We have already given reasons why we think this power, if it is exercised at all, ought to be exercised very sparingly. But whatever may be thought of the justice and expediency of the demand made by the Senate upon Mr. Turner of Oregon, there can be no difference of opinion among those who look at the subject without partisan bias as to the counter attempt to spread a political drag-net over the telegraph offices at the South-West, and ransack their files for something that may perhaps involve a political scandal. Such a proceeding is on a par with the operations of Jayne and company in the hey-day of the moiety business, when merchants's books were seized and searched on the chance that they might disclose some unsuspected violation of the revenue laws. Whatever authority may be given for these inquisitions by the letter of the statutes, public opinion in every free country never fails to denounce them as an invasion of individual rights and an indelible disgrace to the government or party by which they are practiced. Americans and other Anglo-Saxons will tolerate them a little as they will tolerate indiscriminate espionage at the post-office, or the random search of private houses by the police to discover whether any violation of law is going on within their walls.

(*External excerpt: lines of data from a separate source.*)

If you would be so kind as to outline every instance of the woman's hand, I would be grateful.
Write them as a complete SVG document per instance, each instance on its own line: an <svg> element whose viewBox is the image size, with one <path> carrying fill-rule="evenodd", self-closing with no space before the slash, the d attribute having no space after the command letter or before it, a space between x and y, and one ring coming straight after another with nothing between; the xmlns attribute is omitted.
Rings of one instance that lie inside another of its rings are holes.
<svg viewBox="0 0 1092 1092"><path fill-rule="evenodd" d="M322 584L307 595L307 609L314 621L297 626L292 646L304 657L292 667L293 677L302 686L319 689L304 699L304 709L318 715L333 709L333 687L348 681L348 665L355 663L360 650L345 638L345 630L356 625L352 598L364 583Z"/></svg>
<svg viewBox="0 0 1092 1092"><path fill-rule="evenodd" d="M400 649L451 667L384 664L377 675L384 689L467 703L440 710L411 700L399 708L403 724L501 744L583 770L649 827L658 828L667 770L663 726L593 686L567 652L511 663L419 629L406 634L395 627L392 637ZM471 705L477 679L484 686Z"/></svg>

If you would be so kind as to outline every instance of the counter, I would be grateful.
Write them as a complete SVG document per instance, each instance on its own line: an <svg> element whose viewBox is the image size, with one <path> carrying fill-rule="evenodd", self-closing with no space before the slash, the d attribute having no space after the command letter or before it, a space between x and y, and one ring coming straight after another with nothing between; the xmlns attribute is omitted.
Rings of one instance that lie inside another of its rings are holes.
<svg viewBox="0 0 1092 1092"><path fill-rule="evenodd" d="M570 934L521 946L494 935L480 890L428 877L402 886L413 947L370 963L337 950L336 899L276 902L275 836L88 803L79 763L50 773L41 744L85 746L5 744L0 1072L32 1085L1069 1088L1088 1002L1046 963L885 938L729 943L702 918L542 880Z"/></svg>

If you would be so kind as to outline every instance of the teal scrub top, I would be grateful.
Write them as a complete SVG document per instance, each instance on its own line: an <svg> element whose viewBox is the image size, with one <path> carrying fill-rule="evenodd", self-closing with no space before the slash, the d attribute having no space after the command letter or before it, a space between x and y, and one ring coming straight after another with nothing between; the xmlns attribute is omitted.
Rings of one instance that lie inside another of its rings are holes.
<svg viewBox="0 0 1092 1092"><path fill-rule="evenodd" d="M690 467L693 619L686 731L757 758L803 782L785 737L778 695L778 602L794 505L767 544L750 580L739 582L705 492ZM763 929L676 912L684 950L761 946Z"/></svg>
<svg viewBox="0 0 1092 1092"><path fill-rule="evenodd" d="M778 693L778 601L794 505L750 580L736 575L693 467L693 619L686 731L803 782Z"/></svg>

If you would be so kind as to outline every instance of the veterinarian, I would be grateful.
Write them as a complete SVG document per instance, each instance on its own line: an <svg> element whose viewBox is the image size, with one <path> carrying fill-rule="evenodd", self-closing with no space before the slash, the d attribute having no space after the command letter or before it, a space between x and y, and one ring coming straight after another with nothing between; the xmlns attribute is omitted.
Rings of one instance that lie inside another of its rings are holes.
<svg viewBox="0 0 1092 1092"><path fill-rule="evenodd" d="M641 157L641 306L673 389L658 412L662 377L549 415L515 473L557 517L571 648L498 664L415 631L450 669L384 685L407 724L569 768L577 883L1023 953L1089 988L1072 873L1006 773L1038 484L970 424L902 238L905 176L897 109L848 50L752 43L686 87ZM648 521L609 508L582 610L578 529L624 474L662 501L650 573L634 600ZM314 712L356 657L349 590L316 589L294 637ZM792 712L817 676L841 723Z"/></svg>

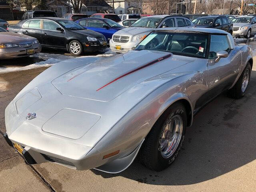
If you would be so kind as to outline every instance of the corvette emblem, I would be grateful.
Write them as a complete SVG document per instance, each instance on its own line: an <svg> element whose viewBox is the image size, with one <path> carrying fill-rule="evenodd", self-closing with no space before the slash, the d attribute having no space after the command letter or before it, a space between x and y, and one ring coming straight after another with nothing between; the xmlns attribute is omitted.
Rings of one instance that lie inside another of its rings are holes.
<svg viewBox="0 0 256 192"><path fill-rule="evenodd" d="M30 120L32 119L34 119L34 118L36 118L36 113L28 113L28 116L26 118L26 119L27 120Z"/></svg>

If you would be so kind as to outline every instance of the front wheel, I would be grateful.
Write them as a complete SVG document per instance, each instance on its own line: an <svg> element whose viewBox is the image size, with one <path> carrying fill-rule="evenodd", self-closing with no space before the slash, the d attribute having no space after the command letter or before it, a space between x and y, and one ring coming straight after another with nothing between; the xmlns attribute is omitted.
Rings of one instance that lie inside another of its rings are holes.
<svg viewBox="0 0 256 192"><path fill-rule="evenodd" d="M80 55L82 52L83 47L79 41L74 40L68 44L68 50L73 55Z"/></svg>
<svg viewBox="0 0 256 192"><path fill-rule="evenodd" d="M175 103L157 120L146 137L139 155L142 163L156 171L168 167L181 149L186 124L185 107Z"/></svg>
<svg viewBox="0 0 256 192"><path fill-rule="evenodd" d="M228 92L230 97L238 99L245 94L251 76L251 65L248 63L234 87Z"/></svg>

It cannot be necessary to point out the bearing of the case now discussed in the House of Representative upon the proposal to make the telegraph a Government monopoly. If telegraph clerks held their places by the same tenure as post-office clerks, the ruling administration or the campaign managers of the party in power could have unrestricted access to the files of every office in the country, and it would be strange if they did not either discover a political scandal or make one. Leading men in public life would hardly venture to use the wires even in their most innocent private affairs. As yet the people are in a measure protected by the wise policy of the companies, which opposes to the political investigators almost every possible obstacle short of absolute disobedience to the law. This opposition will undoubtedly be made still more effective by the immediate destruction of messages, unless Congress enact a liberal general law which will free the companies from their present embarrassment and give the private affairs of the customers of the companies all reasonable protection. This we trust Congress will lose no time in doing. To say nothing of the inconvenience of destroying the originals of messages, it is not creditable to a free country like the United States that its citizens should be compelled to put their private papers in the fire, lest their rulers should insist upon reading them.